The fact is that we all struggle.
The fact is that none of us get out of here alive and there is little we can take with us, but plenty we can leave behind as a legacy and a remembrance. Eventually, we will blend with the Mighty Dead, the cloud of witnesses.
Let us not insist, as David Whyte reminds us, on only showing our “full moon faces,” only our radiance. But what about the times when we feel as though we illuminate nothing? What about the times our “complex nature” feels worthless?
I guarantee you that sharing some piece of that new moon time, that eclipsed time will leave a red reminder, a corona of help for others. There is a light that shines even through the murk of difficult times.
And that beacon, that bumpy, textured place that others can feel, that signal coming through even so hesitantly, can be grace.

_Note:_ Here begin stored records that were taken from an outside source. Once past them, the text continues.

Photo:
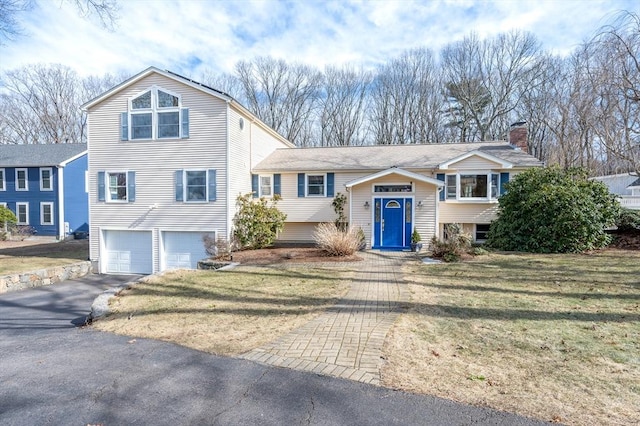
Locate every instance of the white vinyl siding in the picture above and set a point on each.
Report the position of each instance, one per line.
(155, 163)
(182, 249)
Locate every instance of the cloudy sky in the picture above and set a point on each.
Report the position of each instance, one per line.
(194, 36)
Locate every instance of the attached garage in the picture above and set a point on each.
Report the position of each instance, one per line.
(128, 252)
(182, 249)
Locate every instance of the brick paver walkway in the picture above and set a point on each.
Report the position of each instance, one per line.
(346, 341)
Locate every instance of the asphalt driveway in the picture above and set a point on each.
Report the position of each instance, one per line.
(52, 371)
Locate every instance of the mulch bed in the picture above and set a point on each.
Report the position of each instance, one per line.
(289, 255)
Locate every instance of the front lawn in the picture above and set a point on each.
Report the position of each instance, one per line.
(556, 337)
(26, 256)
(226, 312)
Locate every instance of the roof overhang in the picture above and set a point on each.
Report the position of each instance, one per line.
(145, 73)
(395, 171)
(184, 80)
(503, 164)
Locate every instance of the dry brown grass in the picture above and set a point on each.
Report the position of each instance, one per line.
(35, 254)
(226, 312)
(555, 337)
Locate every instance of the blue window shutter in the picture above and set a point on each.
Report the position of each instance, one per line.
(300, 184)
(212, 184)
(185, 123)
(131, 186)
(276, 184)
(101, 188)
(441, 176)
(504, 178)
(330, 184)
(254, 185)
(124, 126)
(179, 186)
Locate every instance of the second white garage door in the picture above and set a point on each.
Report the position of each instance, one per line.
(183, 249)
(128, 252)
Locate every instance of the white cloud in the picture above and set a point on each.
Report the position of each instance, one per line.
(191, 36)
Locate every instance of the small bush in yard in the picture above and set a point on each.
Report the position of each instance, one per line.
(453, 247)
(629, 220)
(553, 210)
(336, 242)
(257, 222)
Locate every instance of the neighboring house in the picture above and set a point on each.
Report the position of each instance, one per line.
(168, 157)
(44, 185)
(626, 186)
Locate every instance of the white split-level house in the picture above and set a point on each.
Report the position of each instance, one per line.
(169, 156)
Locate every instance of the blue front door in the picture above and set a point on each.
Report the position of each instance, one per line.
(392, 222)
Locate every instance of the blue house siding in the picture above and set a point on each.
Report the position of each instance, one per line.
(76, 198)
(33, 197)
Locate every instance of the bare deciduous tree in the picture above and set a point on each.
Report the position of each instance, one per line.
(342, 107)
(283, 96)
(406, 100)
(490, 77)
(10, 11)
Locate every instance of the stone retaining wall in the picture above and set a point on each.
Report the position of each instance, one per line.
(14, 282)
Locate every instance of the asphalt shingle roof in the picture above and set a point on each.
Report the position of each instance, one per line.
(381, 157)
(38, 155)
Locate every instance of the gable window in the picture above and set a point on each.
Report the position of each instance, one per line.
(155, 114)
(22, 213)
(46, 213)
(467, 186)
(194, 186)
(482, 229)
(46, 183)
(316, 186)
(266, 188)
(22, 180)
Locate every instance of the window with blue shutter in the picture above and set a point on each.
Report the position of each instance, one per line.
(441, 176)
(301, 182)
(193, 186)
(101, 186)
(212, 184)
(276, 184)
(330, 184)
(131, 186)
(124, 126)
(255, 190)
(504, 179)
(185, 123)
(179, 186)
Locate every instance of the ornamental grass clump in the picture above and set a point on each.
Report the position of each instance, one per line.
(336, 242)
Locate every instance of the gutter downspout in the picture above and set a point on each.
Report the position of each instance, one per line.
(60, 226)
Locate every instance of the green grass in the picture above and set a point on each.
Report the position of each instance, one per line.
(34, 257)
(553, 336)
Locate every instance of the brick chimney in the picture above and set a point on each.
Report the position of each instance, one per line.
(518, 135)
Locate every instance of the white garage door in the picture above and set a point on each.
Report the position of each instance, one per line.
(128, 252)
(183, 249)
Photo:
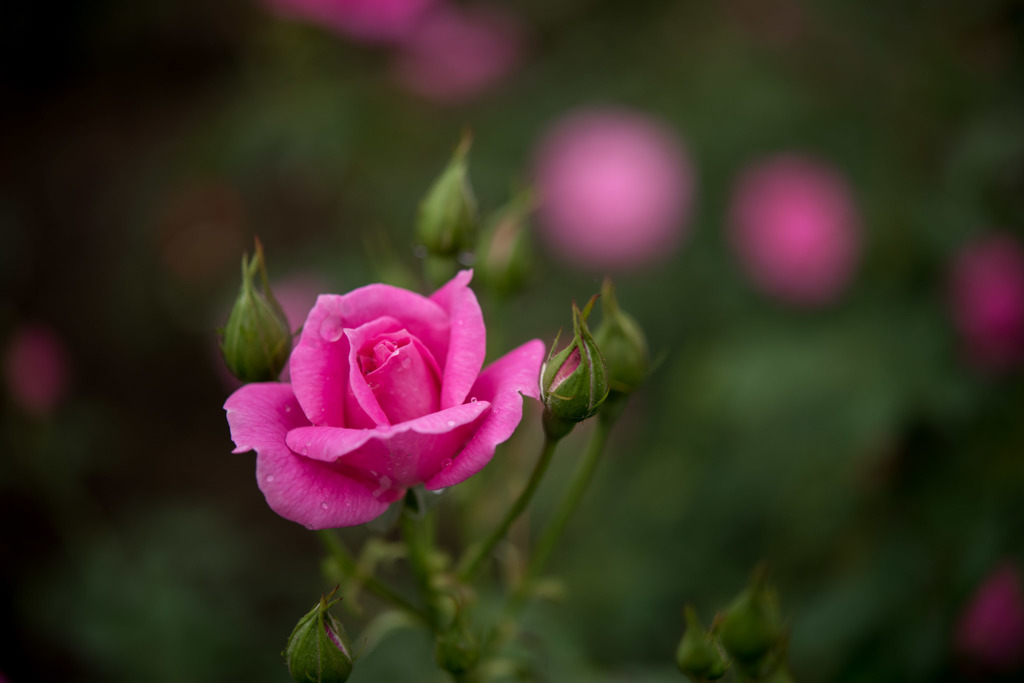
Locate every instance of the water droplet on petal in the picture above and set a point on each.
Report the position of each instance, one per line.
(332, 329)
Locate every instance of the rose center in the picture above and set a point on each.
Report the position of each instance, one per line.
(402, 376)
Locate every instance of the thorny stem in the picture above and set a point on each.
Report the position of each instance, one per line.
(581, 481)
(474, 557)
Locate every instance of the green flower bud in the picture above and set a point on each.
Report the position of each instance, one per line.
(574, 381)
(448, 221)
(256, 341)
(697, 654)
(317, 649)
(752, 627)
(623, 344)
(456, 651)
(504, 259)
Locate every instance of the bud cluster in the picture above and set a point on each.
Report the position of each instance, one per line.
(749, 634)
(609, 365)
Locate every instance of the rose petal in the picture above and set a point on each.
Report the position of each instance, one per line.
(468, 341)
(408, 384)
(304, 491)
(398, 456)
(360, 399)
(501, 383)
(320, 361)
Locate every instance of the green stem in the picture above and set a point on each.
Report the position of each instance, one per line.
(419, 542)
(474, 557)
(347, 564)
(581, 480)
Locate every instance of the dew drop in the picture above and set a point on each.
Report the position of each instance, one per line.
(332, 329)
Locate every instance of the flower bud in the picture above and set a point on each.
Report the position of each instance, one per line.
(256, 341)
(448, 221)
(504, 259)
(623, 344)
(697, 655)
(574, 381)
(752, 628)
(456, 651)
(317, 649)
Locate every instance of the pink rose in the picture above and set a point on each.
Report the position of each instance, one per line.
(369, 20)
(990, 633)
(796, 228)
(386, 392)
(987, 300)
(456, 53)
(615, 188)
(37, 370)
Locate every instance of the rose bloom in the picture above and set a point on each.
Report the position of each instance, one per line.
(614, 188)
(37, 369)
(456, 53)
(796, 229)
(368, 20)
(987, 300)
(990, 632)
(386, 392)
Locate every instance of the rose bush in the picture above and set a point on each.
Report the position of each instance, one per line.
(386, 392)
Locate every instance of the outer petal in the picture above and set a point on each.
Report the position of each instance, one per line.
(320, 361)
(398, 456)
(501, 383)
(468, 341)
(298, 488)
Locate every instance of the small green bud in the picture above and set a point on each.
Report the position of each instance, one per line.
(623, 344)
(504, 259)
(574, 381)
(752, 627)
(456, 651)
(256, 341)
(697, 655)
(448, 220)
(317, 649)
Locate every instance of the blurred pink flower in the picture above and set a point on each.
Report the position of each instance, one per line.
(987, 299)
(456, 52)
(796, 229)
(990, 632)
(37, 369)
(614, 188)
(368, 20)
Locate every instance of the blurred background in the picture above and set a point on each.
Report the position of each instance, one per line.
(815, 210)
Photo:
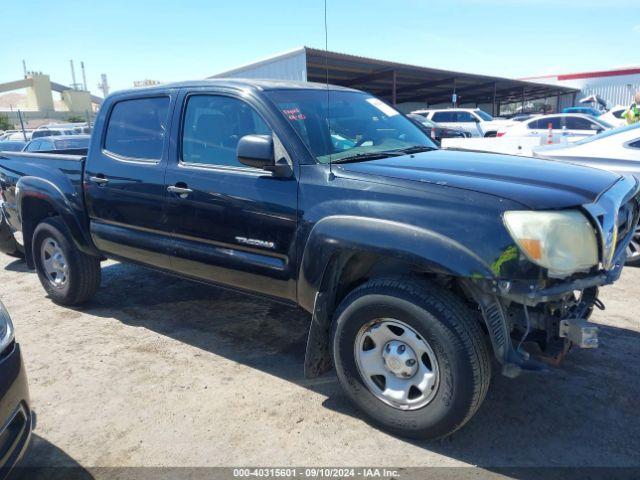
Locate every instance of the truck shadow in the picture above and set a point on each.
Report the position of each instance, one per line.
(573, 416)
(48, 462)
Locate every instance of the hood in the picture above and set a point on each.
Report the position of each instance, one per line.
(535, 183)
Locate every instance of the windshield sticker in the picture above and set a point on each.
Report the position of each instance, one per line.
(294, 114)
(383, 107)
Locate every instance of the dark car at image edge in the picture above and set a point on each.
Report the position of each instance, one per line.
(15, 414)
(416, 264)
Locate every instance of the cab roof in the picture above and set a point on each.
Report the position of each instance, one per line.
(242, 83)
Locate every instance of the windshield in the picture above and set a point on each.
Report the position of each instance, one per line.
(356, 124)
(603, 123)
(68, 144)
(608, 133)
(484, 115)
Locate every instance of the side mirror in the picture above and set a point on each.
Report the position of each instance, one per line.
(257, 151)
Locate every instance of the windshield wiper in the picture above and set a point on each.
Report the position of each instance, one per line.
(368, 156)
(416, 149)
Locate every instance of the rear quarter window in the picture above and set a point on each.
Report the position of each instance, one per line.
(137, 127)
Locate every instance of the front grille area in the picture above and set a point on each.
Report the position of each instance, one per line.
(627, 216)
(615, 213)
(13, 435)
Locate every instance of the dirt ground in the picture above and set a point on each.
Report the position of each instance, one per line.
(159, 371)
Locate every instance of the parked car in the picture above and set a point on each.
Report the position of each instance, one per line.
(584, 110)
(62, 142)
(523, 117)
(614, 116)
(11, 145)
(472, 120)
(17, 135)
(617, 150)
(404, 254)
(435, 131)
(573, 126)
(15, 413)
(50, 132)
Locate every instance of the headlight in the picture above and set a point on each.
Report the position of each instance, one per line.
(563, 242)
(6, 328)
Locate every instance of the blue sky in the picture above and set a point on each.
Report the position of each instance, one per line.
(133, 40)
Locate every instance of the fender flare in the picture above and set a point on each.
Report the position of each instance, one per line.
(336, 235)
(69, 206)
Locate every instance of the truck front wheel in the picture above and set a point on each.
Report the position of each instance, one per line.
(69, 276)
(411, 356)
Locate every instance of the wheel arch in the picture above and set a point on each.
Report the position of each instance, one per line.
(344, 251)
(37, 199)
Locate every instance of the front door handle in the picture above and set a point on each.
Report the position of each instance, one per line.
(99, 180)
(181, 191)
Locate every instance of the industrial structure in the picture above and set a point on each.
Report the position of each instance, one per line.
(615, 87)
(408, 86)
(40, 88)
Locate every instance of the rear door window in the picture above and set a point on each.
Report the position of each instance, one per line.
(579, 123)
(543, 124)
(465, 117)
(444, 117)
(33, 146)
(137, 127)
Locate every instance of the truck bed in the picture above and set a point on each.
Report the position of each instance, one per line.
(63, 170)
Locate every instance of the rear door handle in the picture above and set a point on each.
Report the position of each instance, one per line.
(181, 191)
(99, 180)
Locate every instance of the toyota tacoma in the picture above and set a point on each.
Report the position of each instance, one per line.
(417, 265)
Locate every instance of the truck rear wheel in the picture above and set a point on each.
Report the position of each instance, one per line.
(411, 356)
(69, 276)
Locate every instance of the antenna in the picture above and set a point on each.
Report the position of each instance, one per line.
(74, 85)
(326, 68)
(103, 85)
(84, 77)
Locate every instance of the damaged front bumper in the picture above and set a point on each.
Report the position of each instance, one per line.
(549, 307)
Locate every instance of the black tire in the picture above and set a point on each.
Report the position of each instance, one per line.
(451, 331)
(10, 245)
(84, 275)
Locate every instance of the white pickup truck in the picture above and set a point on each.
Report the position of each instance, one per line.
(473, 120)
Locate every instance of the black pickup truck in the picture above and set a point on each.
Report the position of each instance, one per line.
(416, 264)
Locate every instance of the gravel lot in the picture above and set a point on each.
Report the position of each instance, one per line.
(159, 371)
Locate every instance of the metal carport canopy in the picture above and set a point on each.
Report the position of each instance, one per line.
(399, 83)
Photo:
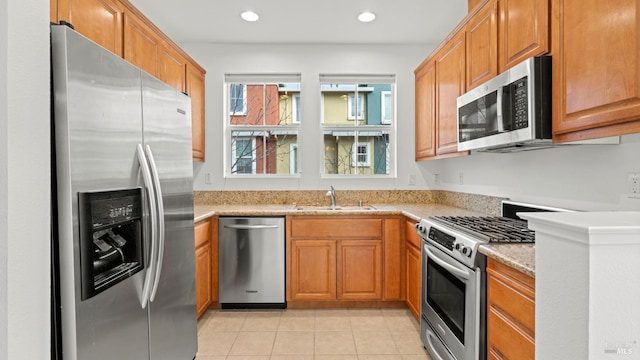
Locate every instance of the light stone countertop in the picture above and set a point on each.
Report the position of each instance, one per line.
(518, 256)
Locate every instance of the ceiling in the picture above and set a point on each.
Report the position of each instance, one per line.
(304, 21)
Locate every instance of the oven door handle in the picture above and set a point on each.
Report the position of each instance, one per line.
(433, 351)
(452, 269)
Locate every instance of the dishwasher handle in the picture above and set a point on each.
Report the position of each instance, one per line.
(251, 227)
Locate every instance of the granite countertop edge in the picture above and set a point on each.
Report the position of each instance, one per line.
(519, 256)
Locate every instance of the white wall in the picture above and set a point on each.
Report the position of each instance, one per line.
(24, 180)
(582, 177)
(310, 61)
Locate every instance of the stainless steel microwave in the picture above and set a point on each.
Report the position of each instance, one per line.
(510, 111)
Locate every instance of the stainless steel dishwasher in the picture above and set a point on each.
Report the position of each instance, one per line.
(251, 258)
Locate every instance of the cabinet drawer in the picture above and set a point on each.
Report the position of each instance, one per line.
(202, 232)
(507, 342)
(511, 304)
(325, 228)
(412, 234)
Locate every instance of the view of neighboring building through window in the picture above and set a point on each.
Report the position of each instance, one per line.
(358, 124)
(262, 125)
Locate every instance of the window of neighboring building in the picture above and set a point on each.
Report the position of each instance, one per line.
(262, 124)
(387, 107)
(356, 107)
(237, 99)
(296, 108)
(361, 154)
(293, 158)
(358, 125)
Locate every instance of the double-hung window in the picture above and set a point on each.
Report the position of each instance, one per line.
(358, 124)
(261, 128)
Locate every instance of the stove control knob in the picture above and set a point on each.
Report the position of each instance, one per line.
(466, 251)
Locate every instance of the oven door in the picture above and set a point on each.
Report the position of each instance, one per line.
(451, 306)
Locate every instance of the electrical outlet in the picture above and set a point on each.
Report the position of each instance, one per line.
(634, 183)
(412, 179)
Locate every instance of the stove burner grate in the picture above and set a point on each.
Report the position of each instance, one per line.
(492, 228)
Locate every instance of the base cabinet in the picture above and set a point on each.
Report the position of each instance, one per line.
(313, 270)
(359, 269)
(413, 268)
(343, 258)
(204, 276)
(510, 313)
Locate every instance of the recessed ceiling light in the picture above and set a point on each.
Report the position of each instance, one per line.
(249, 16)
(367, 16)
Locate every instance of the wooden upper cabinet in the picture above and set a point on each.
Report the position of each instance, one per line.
(482, 45)
(98, 20)
(172, 68)
(195, 89)
(450, 83)
(472, 4)
(524, 30)
(596, 69)
(141, 44)
(53, 11)
(425, 126)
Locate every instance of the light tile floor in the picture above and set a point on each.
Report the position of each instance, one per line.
(331, 334)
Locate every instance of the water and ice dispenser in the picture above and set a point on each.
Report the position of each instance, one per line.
(111, 246)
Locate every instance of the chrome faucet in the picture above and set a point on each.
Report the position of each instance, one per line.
(332, 193)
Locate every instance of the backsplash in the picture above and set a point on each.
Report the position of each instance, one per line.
(478, 203)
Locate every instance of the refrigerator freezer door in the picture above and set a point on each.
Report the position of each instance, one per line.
(98, 124)
(167, 133)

I made a Facebook Live post today on The Way of the River Facebook Community. If you are a Facebook user, I commend this post to you. Join the group, if you haven’t already, and watch it. See the tear sliding down my face as I say, my mental illness is not only in the past. See my body. See my hair. See me.
And in so seeing, and in so hearing, perhaps you may hear some compassion for yourself?
It’s a hard time around here, but there is love, always. Grace, always. Mercy and tenderness, always. Even here.